# Atv...



## walleyeassasin (Jan 9, 2010)

Just wondering if anyone knows the answers..I have a revoked license and a quad..am I able to opperate it on ice for fishing?

Outdoor Hub mobile, the outdoor information engine


----------



## gum ball bill (Jan 3, 2011)

I belive that you can if you only drive it on the ice and not on any public roads


----------



## shady oaks (Aug 2, 2005)

No offense, but if you're truly concerned weather or not you're going to get in trouble, I'd be asking this question to somebody that will be enforcing any punishment. 

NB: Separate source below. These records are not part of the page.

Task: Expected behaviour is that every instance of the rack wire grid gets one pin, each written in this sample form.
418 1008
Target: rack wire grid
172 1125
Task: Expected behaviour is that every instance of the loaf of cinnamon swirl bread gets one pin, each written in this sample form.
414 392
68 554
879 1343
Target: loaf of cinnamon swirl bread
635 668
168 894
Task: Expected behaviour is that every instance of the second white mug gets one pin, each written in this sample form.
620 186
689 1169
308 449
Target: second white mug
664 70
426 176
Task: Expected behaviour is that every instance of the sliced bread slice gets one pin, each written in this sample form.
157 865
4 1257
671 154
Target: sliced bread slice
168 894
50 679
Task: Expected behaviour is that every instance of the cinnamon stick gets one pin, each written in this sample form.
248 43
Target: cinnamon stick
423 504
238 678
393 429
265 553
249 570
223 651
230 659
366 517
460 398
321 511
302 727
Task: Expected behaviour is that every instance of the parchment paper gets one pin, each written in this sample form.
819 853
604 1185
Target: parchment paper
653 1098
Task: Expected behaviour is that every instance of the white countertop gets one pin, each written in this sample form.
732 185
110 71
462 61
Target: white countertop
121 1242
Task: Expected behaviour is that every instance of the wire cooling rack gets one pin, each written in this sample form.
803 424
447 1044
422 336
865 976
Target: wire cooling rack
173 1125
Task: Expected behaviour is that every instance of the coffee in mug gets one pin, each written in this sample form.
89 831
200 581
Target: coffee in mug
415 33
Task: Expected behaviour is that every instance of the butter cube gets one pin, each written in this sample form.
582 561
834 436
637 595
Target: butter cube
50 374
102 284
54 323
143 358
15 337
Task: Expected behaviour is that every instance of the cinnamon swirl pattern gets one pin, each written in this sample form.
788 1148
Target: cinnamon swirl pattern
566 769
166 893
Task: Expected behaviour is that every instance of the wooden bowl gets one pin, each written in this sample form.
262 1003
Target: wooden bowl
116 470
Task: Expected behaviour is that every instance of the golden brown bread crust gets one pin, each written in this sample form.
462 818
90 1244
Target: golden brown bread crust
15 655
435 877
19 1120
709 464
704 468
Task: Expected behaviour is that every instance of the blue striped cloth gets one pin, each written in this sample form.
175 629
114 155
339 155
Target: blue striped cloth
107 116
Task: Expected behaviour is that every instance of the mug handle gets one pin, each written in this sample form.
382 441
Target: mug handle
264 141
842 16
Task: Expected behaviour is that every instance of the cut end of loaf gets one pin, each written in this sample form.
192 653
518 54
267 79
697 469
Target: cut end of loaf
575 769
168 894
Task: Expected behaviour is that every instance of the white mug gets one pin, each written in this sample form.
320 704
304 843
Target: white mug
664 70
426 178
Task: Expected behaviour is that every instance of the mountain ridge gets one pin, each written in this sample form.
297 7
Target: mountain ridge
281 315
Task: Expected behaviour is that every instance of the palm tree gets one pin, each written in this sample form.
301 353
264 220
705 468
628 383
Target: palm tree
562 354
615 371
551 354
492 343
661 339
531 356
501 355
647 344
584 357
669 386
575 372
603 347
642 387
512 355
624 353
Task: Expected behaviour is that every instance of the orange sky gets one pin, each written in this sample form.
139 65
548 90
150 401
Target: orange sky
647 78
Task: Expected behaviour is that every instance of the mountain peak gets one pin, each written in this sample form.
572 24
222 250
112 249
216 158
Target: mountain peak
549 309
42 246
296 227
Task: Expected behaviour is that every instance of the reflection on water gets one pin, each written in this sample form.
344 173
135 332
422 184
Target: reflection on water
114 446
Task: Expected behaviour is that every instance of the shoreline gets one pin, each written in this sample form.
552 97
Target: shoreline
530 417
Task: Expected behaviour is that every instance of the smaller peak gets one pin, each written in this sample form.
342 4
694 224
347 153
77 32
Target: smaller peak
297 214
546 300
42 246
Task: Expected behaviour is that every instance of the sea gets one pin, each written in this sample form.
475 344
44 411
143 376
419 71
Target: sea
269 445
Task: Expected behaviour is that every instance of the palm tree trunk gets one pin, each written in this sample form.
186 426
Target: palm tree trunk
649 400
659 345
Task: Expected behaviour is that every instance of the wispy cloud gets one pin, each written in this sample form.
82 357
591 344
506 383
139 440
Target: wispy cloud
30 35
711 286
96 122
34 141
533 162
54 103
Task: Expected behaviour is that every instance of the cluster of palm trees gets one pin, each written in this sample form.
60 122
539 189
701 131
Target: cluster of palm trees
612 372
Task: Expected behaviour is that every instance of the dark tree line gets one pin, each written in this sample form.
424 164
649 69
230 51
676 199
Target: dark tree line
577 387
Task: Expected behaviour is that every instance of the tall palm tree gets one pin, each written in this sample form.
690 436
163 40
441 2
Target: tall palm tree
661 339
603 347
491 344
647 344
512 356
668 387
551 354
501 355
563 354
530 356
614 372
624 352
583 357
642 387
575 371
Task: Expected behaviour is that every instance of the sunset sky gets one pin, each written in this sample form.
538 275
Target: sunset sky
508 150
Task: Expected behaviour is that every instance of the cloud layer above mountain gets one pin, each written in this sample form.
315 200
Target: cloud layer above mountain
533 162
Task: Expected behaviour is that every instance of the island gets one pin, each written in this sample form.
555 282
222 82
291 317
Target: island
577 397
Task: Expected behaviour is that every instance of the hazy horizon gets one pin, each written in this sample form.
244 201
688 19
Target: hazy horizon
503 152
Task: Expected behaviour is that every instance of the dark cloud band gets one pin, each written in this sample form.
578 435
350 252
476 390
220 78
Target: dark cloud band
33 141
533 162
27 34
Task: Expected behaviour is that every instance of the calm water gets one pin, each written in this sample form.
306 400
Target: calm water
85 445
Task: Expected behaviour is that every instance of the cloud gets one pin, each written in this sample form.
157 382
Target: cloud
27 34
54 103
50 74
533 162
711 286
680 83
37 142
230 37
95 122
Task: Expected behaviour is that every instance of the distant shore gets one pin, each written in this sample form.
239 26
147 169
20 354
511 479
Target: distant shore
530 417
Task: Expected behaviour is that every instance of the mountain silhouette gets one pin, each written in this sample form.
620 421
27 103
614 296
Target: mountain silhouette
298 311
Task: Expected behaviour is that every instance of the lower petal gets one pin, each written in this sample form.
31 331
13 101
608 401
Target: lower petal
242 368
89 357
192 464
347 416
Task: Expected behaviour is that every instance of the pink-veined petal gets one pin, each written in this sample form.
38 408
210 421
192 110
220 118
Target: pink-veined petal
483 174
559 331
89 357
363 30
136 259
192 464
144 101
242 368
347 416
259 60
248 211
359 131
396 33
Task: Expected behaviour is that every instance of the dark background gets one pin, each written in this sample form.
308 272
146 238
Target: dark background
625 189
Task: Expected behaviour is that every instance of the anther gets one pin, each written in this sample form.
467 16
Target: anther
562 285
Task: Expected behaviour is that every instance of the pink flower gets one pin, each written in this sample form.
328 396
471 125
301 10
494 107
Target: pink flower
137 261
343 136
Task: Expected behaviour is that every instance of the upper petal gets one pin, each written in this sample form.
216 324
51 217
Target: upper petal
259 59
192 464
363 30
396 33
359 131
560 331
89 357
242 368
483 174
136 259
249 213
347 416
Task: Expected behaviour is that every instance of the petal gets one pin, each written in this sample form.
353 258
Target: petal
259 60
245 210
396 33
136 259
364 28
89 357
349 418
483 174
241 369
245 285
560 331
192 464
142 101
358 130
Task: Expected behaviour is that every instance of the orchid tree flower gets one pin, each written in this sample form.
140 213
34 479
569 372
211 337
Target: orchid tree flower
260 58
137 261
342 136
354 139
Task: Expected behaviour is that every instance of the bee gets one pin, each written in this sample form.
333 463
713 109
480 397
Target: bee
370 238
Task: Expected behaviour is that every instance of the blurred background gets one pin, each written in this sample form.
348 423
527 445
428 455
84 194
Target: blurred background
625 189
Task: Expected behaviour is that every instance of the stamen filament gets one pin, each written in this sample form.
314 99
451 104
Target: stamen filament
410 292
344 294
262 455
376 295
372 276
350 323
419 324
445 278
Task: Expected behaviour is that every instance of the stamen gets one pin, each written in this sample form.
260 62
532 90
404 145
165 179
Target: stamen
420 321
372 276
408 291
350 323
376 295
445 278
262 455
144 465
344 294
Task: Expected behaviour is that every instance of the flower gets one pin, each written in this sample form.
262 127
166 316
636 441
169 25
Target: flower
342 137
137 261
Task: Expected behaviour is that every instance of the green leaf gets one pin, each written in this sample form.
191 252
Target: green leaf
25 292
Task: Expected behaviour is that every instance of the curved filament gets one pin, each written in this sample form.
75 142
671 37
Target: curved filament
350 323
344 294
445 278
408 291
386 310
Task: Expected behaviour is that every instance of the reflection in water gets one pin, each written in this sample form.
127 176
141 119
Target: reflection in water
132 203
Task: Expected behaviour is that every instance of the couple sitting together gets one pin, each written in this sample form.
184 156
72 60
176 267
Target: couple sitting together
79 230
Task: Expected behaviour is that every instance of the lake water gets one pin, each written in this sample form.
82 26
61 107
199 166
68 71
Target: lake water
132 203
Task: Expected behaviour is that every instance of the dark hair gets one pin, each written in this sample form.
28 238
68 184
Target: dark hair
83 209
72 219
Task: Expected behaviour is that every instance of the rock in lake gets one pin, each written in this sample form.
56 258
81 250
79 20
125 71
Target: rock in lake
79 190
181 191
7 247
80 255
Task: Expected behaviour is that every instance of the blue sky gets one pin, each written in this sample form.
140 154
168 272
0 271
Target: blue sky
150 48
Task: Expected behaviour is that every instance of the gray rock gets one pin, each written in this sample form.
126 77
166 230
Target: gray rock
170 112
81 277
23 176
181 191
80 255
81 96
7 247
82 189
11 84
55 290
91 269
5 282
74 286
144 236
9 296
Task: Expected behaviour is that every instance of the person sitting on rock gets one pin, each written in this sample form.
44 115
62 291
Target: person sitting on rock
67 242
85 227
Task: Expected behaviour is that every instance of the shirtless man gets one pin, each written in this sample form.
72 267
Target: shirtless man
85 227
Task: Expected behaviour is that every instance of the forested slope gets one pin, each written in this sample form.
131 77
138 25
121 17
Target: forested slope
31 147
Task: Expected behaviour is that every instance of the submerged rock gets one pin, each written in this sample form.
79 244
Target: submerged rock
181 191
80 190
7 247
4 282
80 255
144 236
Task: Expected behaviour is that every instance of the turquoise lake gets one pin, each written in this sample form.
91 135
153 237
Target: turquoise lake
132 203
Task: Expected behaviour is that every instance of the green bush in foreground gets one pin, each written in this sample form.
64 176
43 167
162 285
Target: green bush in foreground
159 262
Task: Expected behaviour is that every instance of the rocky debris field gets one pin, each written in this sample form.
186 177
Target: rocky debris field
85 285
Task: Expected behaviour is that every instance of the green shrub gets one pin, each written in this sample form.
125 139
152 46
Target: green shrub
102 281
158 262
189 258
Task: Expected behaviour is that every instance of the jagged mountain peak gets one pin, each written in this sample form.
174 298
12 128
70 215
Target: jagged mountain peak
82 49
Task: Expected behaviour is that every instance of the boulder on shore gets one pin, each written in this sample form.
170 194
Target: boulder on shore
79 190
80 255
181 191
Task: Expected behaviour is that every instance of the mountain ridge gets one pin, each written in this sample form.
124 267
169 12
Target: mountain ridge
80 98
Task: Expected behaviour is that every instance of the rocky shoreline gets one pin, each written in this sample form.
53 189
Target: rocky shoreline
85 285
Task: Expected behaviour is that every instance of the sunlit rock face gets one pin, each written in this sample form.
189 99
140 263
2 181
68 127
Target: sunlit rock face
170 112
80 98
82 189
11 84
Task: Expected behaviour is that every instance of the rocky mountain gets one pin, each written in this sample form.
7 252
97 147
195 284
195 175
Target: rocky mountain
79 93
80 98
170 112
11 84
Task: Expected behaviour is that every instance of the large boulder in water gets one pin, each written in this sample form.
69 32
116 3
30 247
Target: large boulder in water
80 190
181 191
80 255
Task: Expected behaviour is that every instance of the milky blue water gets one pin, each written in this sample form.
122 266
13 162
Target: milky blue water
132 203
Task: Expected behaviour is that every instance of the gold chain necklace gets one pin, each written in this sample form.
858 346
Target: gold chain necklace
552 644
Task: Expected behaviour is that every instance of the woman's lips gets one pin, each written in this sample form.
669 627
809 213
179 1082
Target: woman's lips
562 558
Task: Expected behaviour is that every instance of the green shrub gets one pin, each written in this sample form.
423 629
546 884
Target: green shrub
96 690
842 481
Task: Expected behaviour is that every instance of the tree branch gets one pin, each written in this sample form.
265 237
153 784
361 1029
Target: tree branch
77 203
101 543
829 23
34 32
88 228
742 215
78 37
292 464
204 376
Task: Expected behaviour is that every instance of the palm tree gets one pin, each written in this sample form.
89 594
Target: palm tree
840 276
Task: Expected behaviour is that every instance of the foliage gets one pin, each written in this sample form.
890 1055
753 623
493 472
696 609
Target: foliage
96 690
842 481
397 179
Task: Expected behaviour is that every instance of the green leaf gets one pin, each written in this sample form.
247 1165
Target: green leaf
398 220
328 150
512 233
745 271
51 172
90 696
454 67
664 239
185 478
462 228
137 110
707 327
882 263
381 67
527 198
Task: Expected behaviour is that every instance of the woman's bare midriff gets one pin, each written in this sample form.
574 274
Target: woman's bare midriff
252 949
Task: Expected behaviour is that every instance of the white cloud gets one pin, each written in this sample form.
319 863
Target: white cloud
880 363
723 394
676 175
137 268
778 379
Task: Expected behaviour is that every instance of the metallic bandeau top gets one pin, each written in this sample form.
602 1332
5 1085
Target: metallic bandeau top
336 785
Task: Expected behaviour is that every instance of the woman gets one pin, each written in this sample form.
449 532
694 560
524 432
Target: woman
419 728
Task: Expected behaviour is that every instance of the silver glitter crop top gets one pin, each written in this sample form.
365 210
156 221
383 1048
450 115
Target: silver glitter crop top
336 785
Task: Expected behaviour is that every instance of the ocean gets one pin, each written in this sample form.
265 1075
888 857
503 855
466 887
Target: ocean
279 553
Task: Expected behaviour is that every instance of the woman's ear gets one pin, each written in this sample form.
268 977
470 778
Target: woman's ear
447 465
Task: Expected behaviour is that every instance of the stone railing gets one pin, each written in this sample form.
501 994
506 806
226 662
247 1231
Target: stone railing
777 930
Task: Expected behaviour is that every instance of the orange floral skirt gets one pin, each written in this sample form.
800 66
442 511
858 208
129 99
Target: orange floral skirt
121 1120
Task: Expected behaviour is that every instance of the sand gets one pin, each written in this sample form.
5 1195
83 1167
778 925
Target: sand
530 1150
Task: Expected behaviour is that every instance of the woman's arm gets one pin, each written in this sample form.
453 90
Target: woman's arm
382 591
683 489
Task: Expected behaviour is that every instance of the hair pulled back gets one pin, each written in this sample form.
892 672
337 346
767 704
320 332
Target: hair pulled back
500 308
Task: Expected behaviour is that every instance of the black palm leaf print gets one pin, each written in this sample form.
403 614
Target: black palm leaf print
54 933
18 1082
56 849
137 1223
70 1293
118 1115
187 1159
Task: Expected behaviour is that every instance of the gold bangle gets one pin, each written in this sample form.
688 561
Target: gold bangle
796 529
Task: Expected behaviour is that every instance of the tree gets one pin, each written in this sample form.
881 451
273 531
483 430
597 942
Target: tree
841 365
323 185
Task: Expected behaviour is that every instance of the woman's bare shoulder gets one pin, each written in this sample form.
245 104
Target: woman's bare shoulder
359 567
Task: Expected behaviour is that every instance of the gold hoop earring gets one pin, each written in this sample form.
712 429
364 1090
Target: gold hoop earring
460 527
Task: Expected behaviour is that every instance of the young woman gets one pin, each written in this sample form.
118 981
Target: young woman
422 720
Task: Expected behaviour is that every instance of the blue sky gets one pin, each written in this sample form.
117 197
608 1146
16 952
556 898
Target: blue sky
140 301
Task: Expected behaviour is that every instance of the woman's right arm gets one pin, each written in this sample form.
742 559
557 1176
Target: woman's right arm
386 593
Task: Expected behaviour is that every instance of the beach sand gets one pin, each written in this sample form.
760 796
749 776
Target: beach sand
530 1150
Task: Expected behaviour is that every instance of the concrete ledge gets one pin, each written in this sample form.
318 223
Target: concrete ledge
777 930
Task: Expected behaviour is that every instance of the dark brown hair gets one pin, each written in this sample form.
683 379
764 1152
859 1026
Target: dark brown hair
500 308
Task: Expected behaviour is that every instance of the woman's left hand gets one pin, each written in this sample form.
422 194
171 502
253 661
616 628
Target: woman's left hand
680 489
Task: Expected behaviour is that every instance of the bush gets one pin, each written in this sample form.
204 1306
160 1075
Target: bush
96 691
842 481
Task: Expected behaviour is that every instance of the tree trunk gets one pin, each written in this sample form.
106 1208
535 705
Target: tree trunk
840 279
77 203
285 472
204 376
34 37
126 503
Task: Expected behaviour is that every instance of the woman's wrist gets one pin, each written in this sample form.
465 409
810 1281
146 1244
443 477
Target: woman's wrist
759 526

Call the DNR from a buddies phone if you want to stay of the radar .


----------



## MUDDY4LIFE (Apr 13, 2001)

:lol:
Just because somebody wears a badge, does not mean they know and understand ORV laws.Far too many ORVers accept a law enforcement officers answer to their ORV questions as the word of God because of the badge, when in fact, many of the everyday street cops/sheriffs dont have a clue as to the real answer to your question. 

But to answer your question, 

Effective Oct 1st of 2000, if your license to operate an automobile has been suspended [ regardless of in which state the suspension originated ] YOU MAY NOT OPERATE AN OFF-ROAD VEHICLE IN MICHIGAN.


----------